Was also soll Armin Laschet tun? Mit der grünen Politik Angela Merkels, mit De-Industrialisierung und Demokratieabbau, mit Entmündigung und Zukunftsvernichtung brechen? Gar Deutschlands Interessen, das Wohl der deutschen Bürger, Freiheit, Innovation, Selbstbestimmung, Wissenschaft, Technik und eine gute Zukunft für ihre Kinder in den Mittelpunkt stellen, auf die Gefahr hin, dass diese Themen „die Menschen“ nicht interessieren und von den Medien in einer beispiellosen Kampagne auf allen Kanälen als rechts denunziert werden, denn inzwischen ist alles „rechts“, was nicht grün ist? Oder den aussichtslosen Versuch starten, grüne Idiosynkrasien abzumildern. Aber letzteres macht Armin Laschet doch schon. Er versucht, sich als besonnener Politiker zu verkaufen, der die sympathischen, aber über das Ziel hinausschießenden grünen Heißsporne zügelt, nur hat sich die altväterliche Attitüde eines bornierten Konservatismus längst überlebt. Das Falsche bleibt das Falsche, auch in abgemilderter Form.
Er könnte natürlich auch ein echtes Angebot unterbreiten und die falsche und desaströse Antwort auf den noch dazu falsch interpretierten Klimawandel der Grünen einer längst überfälligen Kritik unterziehen und für die Freiheit des Bürgers eintreten. Doch das würde dem Cäsar vom Rhein die Iden des März bescheren, wenn er denn nicht schon beim Überqueren des Rubikons versenkt werden würde. Die Reaktion der Grünen und ihrer Medien wären noch harmlos zu nennen, im Vergleich zu dem, was ihm von Angela Merkel, die immer noch über beachtliche Macht in der Partei verfügt, von Günther und Wanderwitz, aber auch von Ursula von der Leyen blühte, deren Green Deal zur Maximalverschuldung Deutschlands er damit in Frage stellte. Wahrscheinlich würde auch der getreue Volker Bouffier sich noch einmal aufs Pferd setzen lassen, um den guten Armin ins Gewissen zu reden.

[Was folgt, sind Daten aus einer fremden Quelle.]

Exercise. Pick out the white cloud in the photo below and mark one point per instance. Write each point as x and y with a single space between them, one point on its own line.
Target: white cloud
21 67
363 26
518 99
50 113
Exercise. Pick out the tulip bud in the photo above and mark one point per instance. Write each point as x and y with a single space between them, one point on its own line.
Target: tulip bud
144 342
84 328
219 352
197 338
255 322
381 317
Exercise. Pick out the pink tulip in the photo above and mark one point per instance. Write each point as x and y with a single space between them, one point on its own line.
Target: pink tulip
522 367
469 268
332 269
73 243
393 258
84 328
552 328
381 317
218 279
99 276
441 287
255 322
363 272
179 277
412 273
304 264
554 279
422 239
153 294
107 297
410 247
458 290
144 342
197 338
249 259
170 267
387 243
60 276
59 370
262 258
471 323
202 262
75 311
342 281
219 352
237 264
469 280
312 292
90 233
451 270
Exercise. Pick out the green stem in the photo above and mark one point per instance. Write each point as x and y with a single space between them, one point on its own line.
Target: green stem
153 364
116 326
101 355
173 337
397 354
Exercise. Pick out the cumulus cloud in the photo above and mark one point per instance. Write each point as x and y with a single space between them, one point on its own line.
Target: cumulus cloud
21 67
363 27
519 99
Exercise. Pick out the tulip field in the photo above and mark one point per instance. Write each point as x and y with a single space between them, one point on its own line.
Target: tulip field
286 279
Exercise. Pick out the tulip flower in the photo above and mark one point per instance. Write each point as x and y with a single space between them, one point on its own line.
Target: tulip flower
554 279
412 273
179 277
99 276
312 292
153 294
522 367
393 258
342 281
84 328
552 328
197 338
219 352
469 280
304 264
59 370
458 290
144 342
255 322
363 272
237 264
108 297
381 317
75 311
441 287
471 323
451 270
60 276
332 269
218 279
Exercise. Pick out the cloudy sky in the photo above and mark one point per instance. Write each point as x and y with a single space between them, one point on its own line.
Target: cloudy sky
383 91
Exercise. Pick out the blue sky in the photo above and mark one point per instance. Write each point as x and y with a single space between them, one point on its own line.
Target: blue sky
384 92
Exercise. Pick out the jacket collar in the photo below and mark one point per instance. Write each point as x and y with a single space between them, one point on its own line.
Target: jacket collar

Merkels Entscheidung für eine grüne Regierung ist gefallen. Der Kanzlerkandidat der Union kann sich nur mit dieser Entscheidung arrangieren, vielleicht, wenn es doch noch aus irgendeinem Grund gut geht, unter den Grünen Kanzler werden, die mit der Etablierung eines Klimaschutzministeriums ohnehin die Richtlinienkompetenz in einer neuen Regierung für sich beanspruchen oder Juniorpartner der SPD werden.
Eines jedoch wird deutlich. Der Kanzlerkandidat der Union, Armin Laschet, steckt tief in Merkels Falle. Da befindet er sich an dem Ort, an dem sich Deutschland befindet. Insofern ist Laschets Position, Deutschlands Position.
Wie er den gordischen Knoten zerhauen könnte, ist mir ein Rätsel. Die Zeit, die ihm dafür zur Verfügung stand, scheint abgelaufen zu sein, denn er müsste in der Tat mit einem modernen Programm und mit einer völlig neuen Medienstrategie starten, das aber benötigt Zeit zur Vorbereitung, die Laschet verspielt hat. Er sitzt nicht nur in Merkels Falle, er ist sogar in Merkels Falle gelaufen. Rheinischer Frohsinn hilft nicht immer. Manchmal wird auch mitteldeutsche Standfestigkeit in der Art: „Hier stehe ich, ich kann nicht anders“, benötigt. Er hätte es wissen müssen: Die Reise nach Berlin führt über Worms, auch fünfhundert Jahre später noch – oder schon wieder.